A cette somme, s'ajoute d'une part le solde restant dû sur la condamnation en principal après déduction de la provision conformément aux prescriptions de l'arrêt, soit la somme déterminée ci-dessus de 97 420,50 euros, de seconde part la condamnation au titre de l'article 700 du code de procédure civile, soit 3000 euros, et de dernière part les intérêts simples et majorés produits par ces condamnations ayant couru entre le prononcé de l'arrêt du 16 septembre 2014, et le versement du 15 décembre 2014, soit 864,19 euros.
Ainsi, au 15 décembre 2014, la créance de Mme [Z] en exécution de l'arrêt du 16 septembre 2014 s'élevait à la somme de 213 133,10 euros en principal et intérêts.
Il convient d'y ajouter les dépens de 2 229,52 euros, et les frais d'huissier de 735,15 euros tels que réclamés par Mme [Z] que la société Allianz IARD ne conteste pas, soit un total à recouvrer au 15 décembre 2014 de 216 097,77 euros. Or, à cette date, c'est une somme de 167 118,41 euros qui a été versée, de sorte que l'assureur restait devoir en exécution de l'arrêt du 16 septembre 2014, une somme de 48 979,36 euros.
Il en résulte la démonstration que le commandement de payer du 4 septembre 2019, était partiellement fondé à hauteur de ce montant en principal. Le jugement qui en a décidé autrement doit donc être infirmé, et les demandes fondées sur un prétendu trop versé de la part de la société Allianz sont sans objet.
Le commandement à fins de saisie vente du 4 septembre 2019 sera donc validé dans la limite de la somme de 48 979,36 euros en principal arrêté au 15 décembre 2014. La demande de condamnation de l'assureur aux causes du commandement telle que formulée par Mme [Z] au dispositif de ses conclusions, sera en revanche rejetée comme excédant les pouvoirs du juge de l'exécution et de la cour statuant en appel de ses décisions.

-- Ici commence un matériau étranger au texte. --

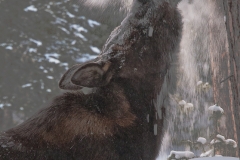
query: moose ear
[58,65,82,90]
[71,62,112,88]
[59,62,112,90]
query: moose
[0,0,182,160]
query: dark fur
[0,2,181,160]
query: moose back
[0,0,181,160]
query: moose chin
[0,0,182,160]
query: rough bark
[223,0,240,158]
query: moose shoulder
[0,0,181,160]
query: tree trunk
[223,0,240,155]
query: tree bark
[223,0,240,158]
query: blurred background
[0,0,124,131]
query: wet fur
[0,0,181,160]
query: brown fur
[0,1,181,160]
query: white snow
[148,26,153,37]
[178,100,186,106]
[203,82,209,89]
[197,137,207,144]
[90,46,101,53]
[74,32,87,41]
[225,139,237,148]
[24,5,37,12]
[29,38,42,47]
[190,156,239,160]
[66,12,75,18]
[28,48,37,53]
[71,40,77,45]
[47,76,53,79]
[184,103,193,110]
[70,24,88,32]
[6,46,13,50]
[153,124,157,136]
[168,151,195,159]
[45,53,60,64]
[58,27,70,34]
[197,81,203,86]
[210,139,221,145]
[88,19,101,27]
[75,53,97,62]
[208,104,224,113]
[217,134,225,141]
[200,149,213,157]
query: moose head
[0,0,181,160]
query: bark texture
[223,0,240,156]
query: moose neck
[113,73,164,102]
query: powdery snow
[197,137,207,144]
[168,151,195,159]
[208,104,224,113]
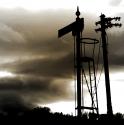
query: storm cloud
[0,9,124,107]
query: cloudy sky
[0,0,124,113]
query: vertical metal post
[76,9,81,118]
[100,14,113,115]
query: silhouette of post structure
[58,7,84,118]
[95,14,121,116]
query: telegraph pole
[96,14,121,115]
[76,8,81,117]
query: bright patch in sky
[39,101,75,115]
[0,0,123,14]
[0,71,14,78]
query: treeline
[0,107,124,121]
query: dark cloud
[110,0,122,6]
[0,9,124,107]
[0,76,71,104]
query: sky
[0,0,124,113]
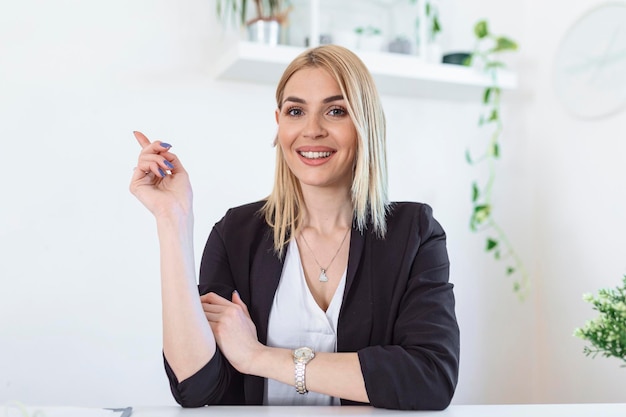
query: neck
[302,186,353,234]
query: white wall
[0,0,626,406]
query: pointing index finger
[133,131,150,148]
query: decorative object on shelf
[388,36,412,55]
[216,0,292,46]
[553,2,626,119]
[354,26,385,52]
[465,20,529,300]
[409,0,442,63]
[441,52,471,65]
[574,275,626,367]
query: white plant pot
[359,35,385,52]
[247,19,280,46]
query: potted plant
[216,0,291,45]
[574,275,626,367]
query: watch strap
[295,361,309,394]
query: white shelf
[214,41,517,100]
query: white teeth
[300,152,331,159]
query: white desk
[132,403,626,417]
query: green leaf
[485,237,498,252]
[470,204,491,231]
[474,20,489,39]
[432,16,441,35]
[493,36,517,52]
[485,61,506,69]
[491,142,500,158]
[483,87,493,104]
[472,182,480,203]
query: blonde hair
[261,45,389,256]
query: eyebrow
[283,94,344,104]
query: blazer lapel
[337,228,372,352]
[244,229,283,404]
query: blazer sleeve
[163,214,244,407]
[358,205,460,410]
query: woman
[130,45,459,409]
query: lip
[296,146,337,166]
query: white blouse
[263,239,346,405]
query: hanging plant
[465,20,528,299]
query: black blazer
[165,202,459,409]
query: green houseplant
[216,0,291,45]
[574,275,626,367]
[216,0,291,26]
[464,20,528,299]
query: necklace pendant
[320,268,328,282]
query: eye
[328,107,348,117]
[285,107,303,117]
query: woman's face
[276,68,357,193]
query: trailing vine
[465,20,529,300]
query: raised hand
[130,132,193,216]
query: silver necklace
[300,228,350,282]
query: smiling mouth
[298,152,332,159]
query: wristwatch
[293,347,315,394]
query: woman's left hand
[200,291,264,373]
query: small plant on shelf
[464,20,529,299]
[216,0,291,26]
[574,275,626,367]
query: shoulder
[216,201,266,231]
[387,201,433,222]
[387,201,444,236]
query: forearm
[157,214,215,381]
[248,347,369,403]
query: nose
[303,114,326,139]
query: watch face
[554,3,626,119]
[293,347,313,360]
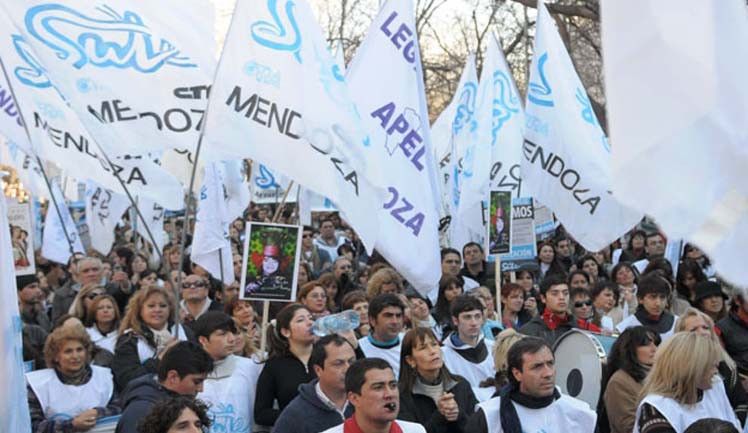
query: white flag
[347,0,441,293]
[136,199,168,255]
[2,0,216,155]
[42,182,85,264]
[0,195,31,433]
[522,6,642,251]
[203,0,384,248]
[190,163,234,284]
[86,182,130,255]
[602,0,748,286]
[0,16,184,209]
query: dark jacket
[115,375,178,433]
[397,376,478,433]
[717,311,748,374]
[273,379,353,433]
[111,326,195,390]
[519,315,577,347]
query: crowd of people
[16,209,748,433]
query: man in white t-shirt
[464,337,597,433]
[322,358,426,433]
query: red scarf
[543,308,569,331]
[343,416,403,433]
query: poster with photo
[5,197,36,275]
[488,191,512,255]
[240,222,301,302]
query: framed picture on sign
[240,222,301,302]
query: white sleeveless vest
[86,325,117,353]
[125,325,187,364]
[442,337,496,402]
[634,376,742,433]
[478,388,597,433]
[197,355,265,433]
[358,334,404,378]
[26,365,114,420]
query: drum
[553,329,616,410]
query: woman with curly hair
[138,396,211,433]
[112,286,194,390]
[25,325,120,433]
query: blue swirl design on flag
[527,53,554,107]
[250,0,302,63]
[576,88,610,153]
[452,81,478,135]
[491,71,520,144]
[16,3,197,87]
[255,164,280,189]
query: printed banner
[5,197,36,275]
[522,5,642,251]
[346,0,441,294]
[240,222,301,302]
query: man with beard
[323,358,426,433]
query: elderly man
[52,257,131,322]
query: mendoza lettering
[34,111,148,185]
[226,86,358,196]
[522,139,600,215]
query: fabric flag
[522,7,642,251]
[447,54,486,250]
[0,141,49,200]
[203,0,384,249]
[135,199,167,255]
[1,0,217,155]
[602,0,748,286]
[457,36,524,253]
[86,182,130,255]
[0,195,31,433]
[42,182,85,264]
[0,14,184,209]
[190,163,234,284]
[346,0,441,294]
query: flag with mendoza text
[522,5,643,251]
[42,182,85,264]
[86,182,130,255]
[0,0,217,155]
[0,193,31,433]
[346,0,441,294]
[601,0,748,286]
[0,13,183,209]
[203,0,384,249]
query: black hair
[449,294,483,318]
[506,337,553,387]
[441,248,462,262]
[345,358,397,395]
[309,334,350,369]
[138,395,212,433]
[540,274,567,296]
[590,281,621,305]
[462,241,483,256]
[158,341,213,382]
[603,326,662,384]
[369,293,405,319]
[636,272,671,299]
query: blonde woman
[634,332,741,433]
[675,308,748,424]
[112,286,194,390]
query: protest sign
[240,222,301,302]
[5,197,36,275]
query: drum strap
[499,385,561,433]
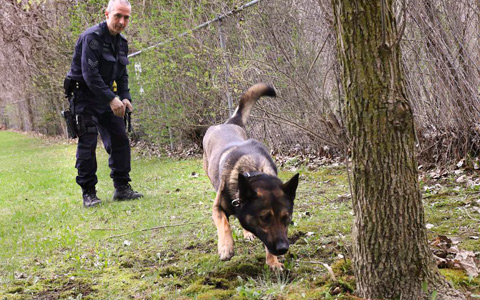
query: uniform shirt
[67,21,131,105]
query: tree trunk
[332,0,465,299]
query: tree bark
[332,0,465,299]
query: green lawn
[0,131,480,299]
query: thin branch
[104,222,201,240]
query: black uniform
[67,22,131,189]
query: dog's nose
[275,241,289,255]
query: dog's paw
[243,230,255,241]
[218,245,233,260]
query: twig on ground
[104,222,200,240]
[304,261,337,281]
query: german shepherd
[203,83,299,270]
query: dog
[203,83,299,270]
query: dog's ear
[282,173,300,201]
[238,173,257,201]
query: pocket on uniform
[118,56,130,66]
[102,52,116,63]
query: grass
[0,131,480,299]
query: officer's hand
[122,99,133,112]
[110,97,125,118]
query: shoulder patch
[88,58,98,68]
[88,39,100,50]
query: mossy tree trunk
[332,0,465,299]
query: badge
[88,58,98,68]
[88,39,100,50]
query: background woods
[0,0,480,164]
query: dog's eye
[260,214,272,223]
[282,215,292,225]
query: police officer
[67,0,143,207]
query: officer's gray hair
[107,0,132,12]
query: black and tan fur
[203,83,299,269]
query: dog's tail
[225,83,277,127]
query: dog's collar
[232,171,264,207]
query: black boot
[113,184,143,201]
[83,188,102,207]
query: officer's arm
[82,34,115,103]
[116,35,132,102]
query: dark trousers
[75,107,131,189]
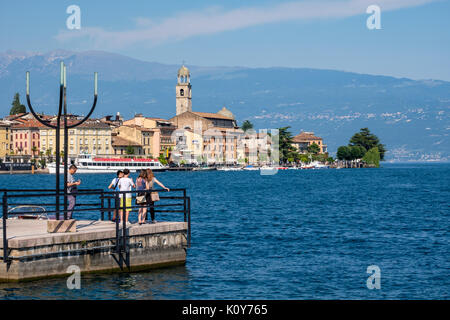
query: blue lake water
[0,164,450,299]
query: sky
[0,0,450,81]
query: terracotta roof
[145,117,170,122]
[111,136,142,147]
[12,120,44,129]
[192,112,234,120]
[292,132,322,142]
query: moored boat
[48,155,167,173]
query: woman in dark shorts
[146,169,170,223]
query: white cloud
[55,0,437,49]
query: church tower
[176,65,192,115]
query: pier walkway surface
[0,219,188,281]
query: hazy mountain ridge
[0,50,450,160]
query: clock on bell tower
[176,65,192,115]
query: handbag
[150,192,159,202]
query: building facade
[0,121,11,158]
[40,119,113,158]
[292,132,328,153]
[11,120,43,156]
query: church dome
[217,107,234,119]
[178,65,189,77]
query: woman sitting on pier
[147,169,170,223]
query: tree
[349,128,386,160]
[336,146,351,160]
[278,127,299,163]
[9,92,27,115]
[158,154,167,165]
[308,143,320,154]
[349,146,367,160]
[242,120,253,132]
[362,147,381,168]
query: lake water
[0,164,450,299]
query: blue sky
[0,0,450,81]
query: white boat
[242,166,259,171]
[217,167,242,171]
[48,155,167,173]
[311,161,330,169]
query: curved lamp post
[27,61,98,220]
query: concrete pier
[0,219,188,282]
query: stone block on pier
[47,219,77,233]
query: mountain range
[0,50,450,161]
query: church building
[170,65,244,164]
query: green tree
[349,128,386,160]
[308,143,320,154]
[362,147,381,168]
[336,146,351,160]
[349,146,366,160]
[9,92,27,115]
[299,154,311,163]
[242,120,253,132]
[158,154,167,165]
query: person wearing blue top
[66,164,81,219]
[108,170,123,221]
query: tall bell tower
[176,65,192,115]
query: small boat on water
[242,166,259,171]
[48,155,168,173]
[192,167,217,171]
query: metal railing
[0,189,191,262]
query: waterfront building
[40,119,113,160]
[170,65,243,164]
[11,118,43,156]
[0,121,11,158]
[121,113,177,158]
[292,132,328,153]
[175,65,192,115]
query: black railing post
[114,192,120,253]
[183,189,187,222]
[108,196,111,221]
[3,192,8,263]
[100,191,105,221]
[62,78,69,220]
[187,197,191,248]
[122,192,127,252]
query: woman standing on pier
[136,169,149,224]
[147,169,170,223]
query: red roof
[93,158,158,162]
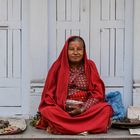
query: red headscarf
[39,36,105,111]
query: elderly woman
[36,36,112,134]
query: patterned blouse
[67,65,97,110]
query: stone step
[0,121,140,140]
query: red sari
[36,35,112,134]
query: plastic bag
[105,91,126,120]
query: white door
[48,0,133,107]
[90,0,133,107]
[0,0,28,116]
[48,0,90,66]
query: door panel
[0,0,22,109]
[48,0,89,67]
[48,0,133,107]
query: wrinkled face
[68,40,84,64]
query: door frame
[48,0,134,108]
[20,0,30,118]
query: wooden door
[48,0,89,66]
[48,0,133,107]
[90,0,133,107]
[0,0,22,115]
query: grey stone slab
[0,121,140,140]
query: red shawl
[39,36,105,112]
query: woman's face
[68,40,84,64]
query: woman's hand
[66,105,85,116]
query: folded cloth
[105,91,126,120]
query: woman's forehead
[69,40,83,46]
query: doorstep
[0,120,140,140]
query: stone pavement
[0,121,140,140]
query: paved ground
[0,122,140,140]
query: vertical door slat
[116,29,124,76]
[101,29,110,76]
[0,30,7,77]
[13,30,21,78]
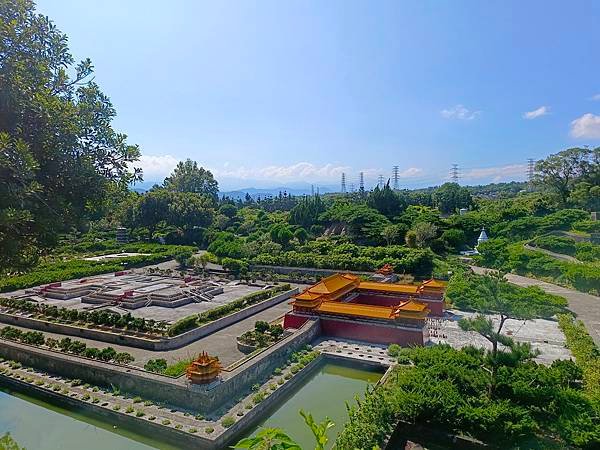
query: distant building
[284,274,446,345]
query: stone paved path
[471,266,600,346]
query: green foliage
[144,358,167,373]
[433,183,473,214]
[289,195,325,228]
[232,428,302,450]
[0,244,194,292]
[167,284,290,336]
[0,1,141,272]
[336,346,600,448]
[164,158,219,200]
[477,239,600,293]
[0,433,25,450]
[367,181,407,218]
[446,272,567,318]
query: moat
[0,363,382,450]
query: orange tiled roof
[421,278,448,288]
[316,301,429,320]
[358,281,419,294]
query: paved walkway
[471,266,600,346]
[0,300,290,367]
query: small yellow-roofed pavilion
[185,352,223,384]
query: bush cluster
[167,284,290,336]
[0,326,135,364]
[0,297,162,333]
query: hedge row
[252,249,434,275]
[167,284,290,336]
[0,244,194,292]
[0,327,135,364]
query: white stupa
[477,227,490,245]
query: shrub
[221,416,235,428]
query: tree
[381,225,398,246]
[459,272,563,392]
[412,222,437,248]
[433,183,473,214]
[0,0,141,271]
[367,180,406,218]
[535,147,600,206]
[163,158,219,200]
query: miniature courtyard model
[284,274,446,345]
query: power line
[392,166,400,191]
[450,164,459,184]
[527,158,535,191]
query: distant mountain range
[131,181,336,199]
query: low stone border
[0,288,298,351]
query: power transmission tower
[450,164,459,184]
[527,158,535,191]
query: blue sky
[37,0,600,189]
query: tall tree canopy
[164,159,219,200]
[0,0,141,271]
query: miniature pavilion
[284,274,446,345]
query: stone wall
[0,321,320,414]
[0,375,216,450]
[0,288,298,351]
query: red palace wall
[321,318,425,346]
[283,312,428,346]
[419,298,444,317]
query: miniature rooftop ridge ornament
[185,352,223,384]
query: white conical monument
[477,227,489,245]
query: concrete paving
[429,310,571,364]
[471,266,600,346]
[0,301,290,367]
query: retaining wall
[0,288,298,351]
[0,321,320,414]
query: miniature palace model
[284,274,446,345]
[185,352,222,384]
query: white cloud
[440,104,481,120]
[132,155,179,181]
[213,162,351,181]
[523,106,550,120]
[462,164,527,183]
[571,113,600,139]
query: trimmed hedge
[167,284,290,336]
[0,243,195,292]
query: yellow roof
[358,281,419,294]
[422,278,448,288]
[294,274,359,300]
[317,302,394,319]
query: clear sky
[37,0,600,189]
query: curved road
[471,266,600,346]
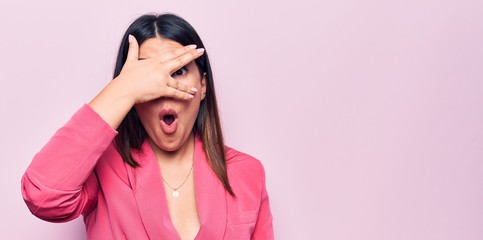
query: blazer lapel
[127,141,179,239]
[194,137,226,239]
[127,137,227,239]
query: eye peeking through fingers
[171,67,188,78]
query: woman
[22,14,273,240]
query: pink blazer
[22,105,273,240]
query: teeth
[163,114,174,125]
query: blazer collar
[127,137,227,239]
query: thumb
[126,34,139,62]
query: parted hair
[114,13,235,196]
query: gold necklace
[161,162,195,198]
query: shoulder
[225,147,265,184]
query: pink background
[0,0,483,240]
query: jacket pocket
[224,211,258,240]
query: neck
[149,134,195,165]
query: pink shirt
[22,105,273,240]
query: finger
[166,48,205,71]
[126,34,139,62]
[166,87,194,100]
[167,78,195,93]
[158,44,196,62]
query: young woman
[22,14,273,240]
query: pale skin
[89,36,206,240]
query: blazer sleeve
[251,166,274,240]
[21,105,117,222]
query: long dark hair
[114,14,235,196]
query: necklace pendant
[173,190,179,198]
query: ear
[201,73,206,101]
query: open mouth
[163,114,176,126]
[159,108,178,135]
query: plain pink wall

La société intimée supportera les entiers dépens de l'instance, et l'équité commande d'allouer à Mme [Z] es qualités la somme de 3500 euros en application des dispositions de l'article 700 du code de procédure civile en cause d'appel.
PAR CES MOTIFS
La Cour, statuant publiquement par décision contradictoire en dernier ressort,
INFIRME la décision entreprise en toutes ses dispositions ;
Statuant à nouveau,
Valide le commandement à fins de saisie vente du 4 septembre 2019 à la somme de 48 979,36 euros en principal arrêté à la date du 15 décembre 2014 ;
Condamne la société Allianz IARD à payer à Mme [Z] agissant en qualité de tutrice de son fils [B] [N] une somme de 3500 euros sur le fondement des dispositions de l'article 700 du code de procédure civile ;
Déboute Mme [Z] en cette qualité du surplus de ses demandes ;
Condamne la société Allianz IARD aux entiers dépens de première instance et d'appel.
Arrêt prononcé par mise à disposition de l'arrêt au greffe de la cour, les parties en ayant été préalablement avisées dans les conditions prévues au deuxième alinéa de l'article 450 du code de procédure civile, signé par Madame Fabienne PAGES, Président et par Madame Mélanie RIBEIRO, Greffier, auquel la minute de la décision a été remise par le magistrat signataire.